Transparent liquid-filled plastic tubing, suspended from the ceilings, guides you through The Pearl, which is both mindscape and bodyscape, as you discover in the last room. There the tube is bundled with electrical wires (the environment’s nervous system?) and a respirator, attached to a set of polyurethane lungs floating in the pond. Although your path is linear, it’s unclear whether advancing physically carries you forward or backward in time. What you have heard or seen returns in different forms throughout. In the first room a terrifying vision of home assaults you. A video shows a German shepherd devouring the dog-food house (shaped like a classic child’s drawing of a house), accompanied by shrieking sounds. The close-up shot is so intimate that you can almost smell the dog’s breath. Indeed, breath haunts The Pearl, from canine breath, to drowning, to those lungs, to birdsong audio. (In Latin “breath” is spiritus, and in Greek “butterfly” is psyche, or “soul.”) The German shepherd reappears in the form of a terra-cotta cookie jar, behind which hangs an intentionally awkward painting on velvet of this dog watching over a dead fox. The menacing cohabitates with the comforting; the guardian is also the killer.

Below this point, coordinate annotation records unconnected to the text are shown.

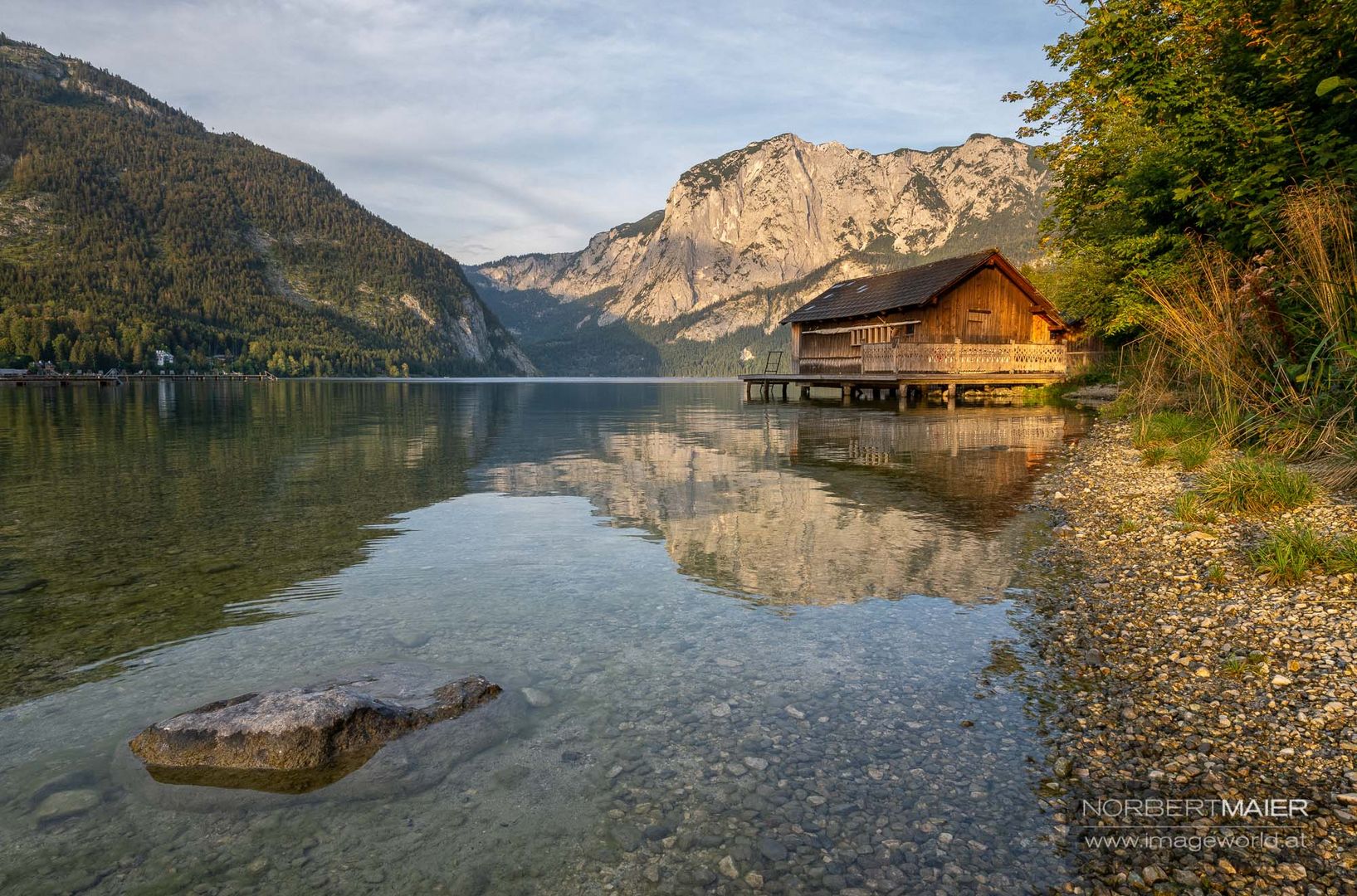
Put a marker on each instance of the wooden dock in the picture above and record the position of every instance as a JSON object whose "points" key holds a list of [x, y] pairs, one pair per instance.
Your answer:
{"points": [[117, 378], [889, 385]]}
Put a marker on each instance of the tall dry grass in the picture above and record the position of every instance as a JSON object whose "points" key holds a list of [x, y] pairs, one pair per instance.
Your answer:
{"points": [[1267, 348]]}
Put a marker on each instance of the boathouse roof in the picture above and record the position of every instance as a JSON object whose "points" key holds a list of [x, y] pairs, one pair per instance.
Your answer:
{"points": [[910, 288]]}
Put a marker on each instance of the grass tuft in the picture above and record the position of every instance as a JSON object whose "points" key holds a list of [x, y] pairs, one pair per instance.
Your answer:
{"points": [[1342, 555], [1252, 485], [1190, 507], [1167, 427], [1290, 553], [1194, 453], [1154, 455]]}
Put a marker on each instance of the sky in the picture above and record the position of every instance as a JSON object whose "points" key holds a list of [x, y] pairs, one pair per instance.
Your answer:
{"points": [[505, 126]]}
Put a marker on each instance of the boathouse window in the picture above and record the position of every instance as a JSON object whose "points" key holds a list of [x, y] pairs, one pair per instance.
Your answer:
{"points": [[871, 335]]}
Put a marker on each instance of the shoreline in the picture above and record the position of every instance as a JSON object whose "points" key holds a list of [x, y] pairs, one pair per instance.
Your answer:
{"points": [[1188, 675]]}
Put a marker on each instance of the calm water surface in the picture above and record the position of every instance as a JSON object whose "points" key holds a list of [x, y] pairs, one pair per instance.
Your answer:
{"points": [[780, 633]]}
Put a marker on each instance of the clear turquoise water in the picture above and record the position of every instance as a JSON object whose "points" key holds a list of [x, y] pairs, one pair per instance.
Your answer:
{"points": [[673, 568]]}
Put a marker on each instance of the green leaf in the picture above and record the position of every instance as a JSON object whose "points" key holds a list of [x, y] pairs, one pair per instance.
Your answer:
{"points": [[1333, 83]]}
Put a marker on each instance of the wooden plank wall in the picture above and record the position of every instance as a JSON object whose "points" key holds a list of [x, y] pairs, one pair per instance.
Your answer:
{"points": [[1010, 316]]}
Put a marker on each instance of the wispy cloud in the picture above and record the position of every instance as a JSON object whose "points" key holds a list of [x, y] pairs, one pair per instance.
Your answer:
{"points": [[493, 128]]}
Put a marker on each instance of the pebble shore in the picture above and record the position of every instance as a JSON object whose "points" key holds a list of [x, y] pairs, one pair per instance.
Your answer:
{"points": [[1189, 675]]}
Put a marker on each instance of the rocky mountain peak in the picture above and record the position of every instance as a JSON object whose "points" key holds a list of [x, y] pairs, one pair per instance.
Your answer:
{"points": [[784, 212]]}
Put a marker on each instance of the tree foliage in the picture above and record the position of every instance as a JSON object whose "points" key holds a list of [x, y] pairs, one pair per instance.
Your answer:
{"points": [[1184, 118]]}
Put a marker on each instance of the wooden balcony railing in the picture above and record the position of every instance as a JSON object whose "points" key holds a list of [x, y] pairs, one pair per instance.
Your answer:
{"points": [[942, 357]]}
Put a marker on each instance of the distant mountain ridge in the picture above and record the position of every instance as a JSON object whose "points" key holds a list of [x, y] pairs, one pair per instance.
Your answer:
{"points": [[748, 236], [125, 226]]}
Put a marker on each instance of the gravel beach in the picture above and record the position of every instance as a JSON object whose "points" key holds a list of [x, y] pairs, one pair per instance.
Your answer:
{"points": [[1188, 677]]}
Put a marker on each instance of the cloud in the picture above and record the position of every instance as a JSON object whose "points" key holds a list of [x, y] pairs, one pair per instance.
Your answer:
{"points": [[493, 128]]}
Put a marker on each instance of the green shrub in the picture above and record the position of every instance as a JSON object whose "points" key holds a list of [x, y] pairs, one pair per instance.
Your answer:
{"points": [[1167, 427], [1252, 485], [1342, 555], [1189, 507], [1194, 453], [1154, 455], [1290, 553]]}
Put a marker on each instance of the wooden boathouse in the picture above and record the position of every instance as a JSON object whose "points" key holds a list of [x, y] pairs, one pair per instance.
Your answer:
{"points": [[963, 322]]}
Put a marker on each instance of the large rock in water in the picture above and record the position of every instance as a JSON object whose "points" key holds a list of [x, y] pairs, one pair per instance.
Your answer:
{"points": [[301, 738]]}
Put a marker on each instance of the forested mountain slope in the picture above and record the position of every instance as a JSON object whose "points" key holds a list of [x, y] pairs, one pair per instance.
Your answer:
{"points": [[125, 226]]}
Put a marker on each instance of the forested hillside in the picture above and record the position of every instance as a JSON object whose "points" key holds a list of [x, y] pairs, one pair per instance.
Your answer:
{"points": [[126, 226]]}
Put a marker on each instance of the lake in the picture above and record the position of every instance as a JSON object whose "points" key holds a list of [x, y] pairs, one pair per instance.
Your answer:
{"points": [[782, 635]]}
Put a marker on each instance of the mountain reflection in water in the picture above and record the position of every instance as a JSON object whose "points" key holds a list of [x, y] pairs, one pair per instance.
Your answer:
{"points": [[149, 514]]}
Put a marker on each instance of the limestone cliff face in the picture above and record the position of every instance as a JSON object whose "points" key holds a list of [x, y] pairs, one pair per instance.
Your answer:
{"points": [[786, 212]]}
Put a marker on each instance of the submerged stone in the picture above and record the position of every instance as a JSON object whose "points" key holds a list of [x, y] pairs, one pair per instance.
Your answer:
{"points": [[66, 803], [301, 738]]}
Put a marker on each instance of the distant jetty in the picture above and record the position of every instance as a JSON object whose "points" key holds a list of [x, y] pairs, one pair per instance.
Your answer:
{"points": [[117, 378]]}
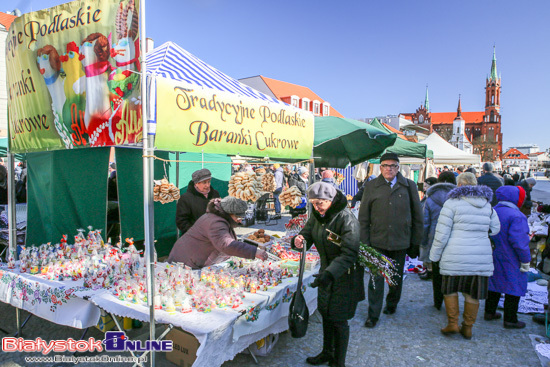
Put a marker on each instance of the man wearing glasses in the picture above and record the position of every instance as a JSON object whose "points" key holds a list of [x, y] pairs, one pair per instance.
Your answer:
{"points": [[391, 221]]}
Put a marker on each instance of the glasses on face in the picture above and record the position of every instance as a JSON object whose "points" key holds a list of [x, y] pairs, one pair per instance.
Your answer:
{"points": [[318, 203]]}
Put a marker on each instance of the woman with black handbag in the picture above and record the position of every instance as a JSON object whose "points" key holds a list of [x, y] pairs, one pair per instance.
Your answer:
{"points": [[334, 230]]}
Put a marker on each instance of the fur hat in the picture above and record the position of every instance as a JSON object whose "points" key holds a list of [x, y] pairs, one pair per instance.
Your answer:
{"points": [[389, 157], [232, 205], [201, 175], [488, 167], [531, 181], [327, 174], [321, 190]]}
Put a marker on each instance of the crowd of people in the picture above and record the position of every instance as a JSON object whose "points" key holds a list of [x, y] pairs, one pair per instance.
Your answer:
{"points": [[469, 232]]}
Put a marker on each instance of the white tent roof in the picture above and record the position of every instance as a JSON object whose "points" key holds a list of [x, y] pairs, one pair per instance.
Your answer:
{"points": [[445, 153]]}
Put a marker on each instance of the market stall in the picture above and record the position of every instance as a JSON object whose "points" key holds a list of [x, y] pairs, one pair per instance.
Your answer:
{"points": [[405, 148], [244, 123], [445, 153]]}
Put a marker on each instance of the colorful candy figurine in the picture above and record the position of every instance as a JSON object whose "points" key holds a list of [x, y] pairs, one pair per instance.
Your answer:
{"points": [[11, 261]]}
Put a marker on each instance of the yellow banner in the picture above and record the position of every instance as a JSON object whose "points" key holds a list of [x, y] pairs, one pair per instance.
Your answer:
{"points": [[195, 119], [73, 76]]}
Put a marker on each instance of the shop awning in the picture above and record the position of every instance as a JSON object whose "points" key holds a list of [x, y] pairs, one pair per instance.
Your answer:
{"points": [[405, 148], [445, 153], [200, 109], [173, 62], [340, 141]]}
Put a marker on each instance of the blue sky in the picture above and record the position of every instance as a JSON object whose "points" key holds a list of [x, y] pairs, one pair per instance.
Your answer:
{"points": [[371, 58]]}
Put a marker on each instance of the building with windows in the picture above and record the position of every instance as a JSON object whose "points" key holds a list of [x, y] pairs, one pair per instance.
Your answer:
{"points": [[538, 160], [482, 128], [513, 158], [293, 94], [460, 139], [5, 22], [527, 148]]}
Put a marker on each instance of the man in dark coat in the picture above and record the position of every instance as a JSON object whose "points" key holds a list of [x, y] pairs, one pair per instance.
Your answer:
{"points": [[340, 278], [490, 179], [528, 185], [192, 204], [391, 220]]}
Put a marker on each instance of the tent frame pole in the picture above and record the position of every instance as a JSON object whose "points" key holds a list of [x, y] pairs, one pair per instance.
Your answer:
{"points": [[148, 166], [11, 207], [311, 181], [12, 227]]}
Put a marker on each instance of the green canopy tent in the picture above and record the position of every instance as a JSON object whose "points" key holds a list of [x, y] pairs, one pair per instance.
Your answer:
{"points": [[405, 148], [4, 150], [340, 141]]}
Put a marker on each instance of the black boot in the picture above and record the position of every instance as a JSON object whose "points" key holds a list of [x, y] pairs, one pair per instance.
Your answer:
{"points": [[327, 354], [341, 340]]}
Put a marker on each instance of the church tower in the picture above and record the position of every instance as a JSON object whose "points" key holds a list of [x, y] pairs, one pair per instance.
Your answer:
{"points": [[459, 138], [491, 126], [492, 93]]}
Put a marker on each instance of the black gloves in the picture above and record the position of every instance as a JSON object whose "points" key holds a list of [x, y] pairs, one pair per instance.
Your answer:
{"points": [[323, 279], [413, 251]]}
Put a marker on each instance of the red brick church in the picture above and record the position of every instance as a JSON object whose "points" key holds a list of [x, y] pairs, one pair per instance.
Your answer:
{"points": [[482, 129]]}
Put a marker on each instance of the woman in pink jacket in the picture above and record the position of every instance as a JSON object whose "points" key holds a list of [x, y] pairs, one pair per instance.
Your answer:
{"points": [[212, 239]]}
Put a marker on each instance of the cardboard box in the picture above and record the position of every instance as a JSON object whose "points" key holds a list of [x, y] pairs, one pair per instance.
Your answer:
{"points": [[185, 347], [106, 322], [263, 346]]}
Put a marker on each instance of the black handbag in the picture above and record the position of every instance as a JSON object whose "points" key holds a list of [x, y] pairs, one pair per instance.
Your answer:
{"points": [[298, 313]]}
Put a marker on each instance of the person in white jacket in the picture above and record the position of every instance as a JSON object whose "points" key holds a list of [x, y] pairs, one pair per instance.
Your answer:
{"points": [[462, 247]]}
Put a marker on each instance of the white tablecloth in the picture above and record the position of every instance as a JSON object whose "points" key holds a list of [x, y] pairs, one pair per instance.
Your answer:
{"points": [[225, 329], [51, 300], [228, 330]]}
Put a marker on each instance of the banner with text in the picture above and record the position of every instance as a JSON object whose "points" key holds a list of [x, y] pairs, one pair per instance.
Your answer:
{"points": [[195, 119], [73, 76]]}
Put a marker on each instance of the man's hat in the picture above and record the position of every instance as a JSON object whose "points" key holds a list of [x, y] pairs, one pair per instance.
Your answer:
{"points": [[389, 157], [201, 175]]}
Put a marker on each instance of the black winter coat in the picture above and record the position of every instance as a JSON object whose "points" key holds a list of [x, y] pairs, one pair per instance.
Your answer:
{"points": [[338, 301], [528, 203], [191, 206], [493, 181], [390, 218]]}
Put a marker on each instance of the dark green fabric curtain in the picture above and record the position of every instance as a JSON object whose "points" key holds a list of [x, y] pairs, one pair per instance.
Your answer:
{"points": [[130, 200], [67, 190]]}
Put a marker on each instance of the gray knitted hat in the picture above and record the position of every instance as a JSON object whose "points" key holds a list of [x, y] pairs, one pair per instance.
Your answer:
{"points": [[201, 175], [321, 190], [488, 167], [232, 205]]}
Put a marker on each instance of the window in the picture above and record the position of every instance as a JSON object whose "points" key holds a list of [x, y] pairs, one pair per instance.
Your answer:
{"points": [[295, 101], [316, 107]]}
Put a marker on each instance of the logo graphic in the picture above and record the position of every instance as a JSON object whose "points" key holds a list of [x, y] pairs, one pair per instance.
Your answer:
{"points": [[117, 341]]}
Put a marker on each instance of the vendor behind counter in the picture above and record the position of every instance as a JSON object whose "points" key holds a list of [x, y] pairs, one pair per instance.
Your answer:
{"points": [[212, 238]]}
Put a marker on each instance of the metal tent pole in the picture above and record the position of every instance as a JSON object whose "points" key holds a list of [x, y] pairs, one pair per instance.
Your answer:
{"points": [[311, 181], [11, 207], [148, 162], [12, 225]]}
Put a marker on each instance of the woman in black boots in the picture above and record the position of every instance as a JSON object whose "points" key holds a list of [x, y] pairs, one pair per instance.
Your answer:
{"points": [[335, 232]]}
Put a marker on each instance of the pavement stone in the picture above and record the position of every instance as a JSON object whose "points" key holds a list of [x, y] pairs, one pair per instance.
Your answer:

If The Pearl has a center, it’s a 64-inch-high bronze cast of a boy. The plastic tubing terminates at the sculpture, and tears seem to fall from the boy’s eyes into descending beds of pine needles. These echo the shape of a dock in a 116-by-150-inch painting hung behind the boy. It’s as if the child stepped off the canvas and into the gallery. The liquid is then channeled from the pine needles through a winding trough that empties into the pond. The tube we have previously followed reappears, rising out of the water.The Pearl answers postmodern flatness of affect and layered irony with a heart laid bare, for Martínez Celaya is assured enough to be heartfelt. After traveling through anxiety, violence, nostalgia and song, you’re left with a feeling of tenderness. As an oyster creates a pearl in response to an irritating grain of sand, so the artist cradles memories in The Pearl. SITE has never seen anything quite like it; nor, save in dreams, have you.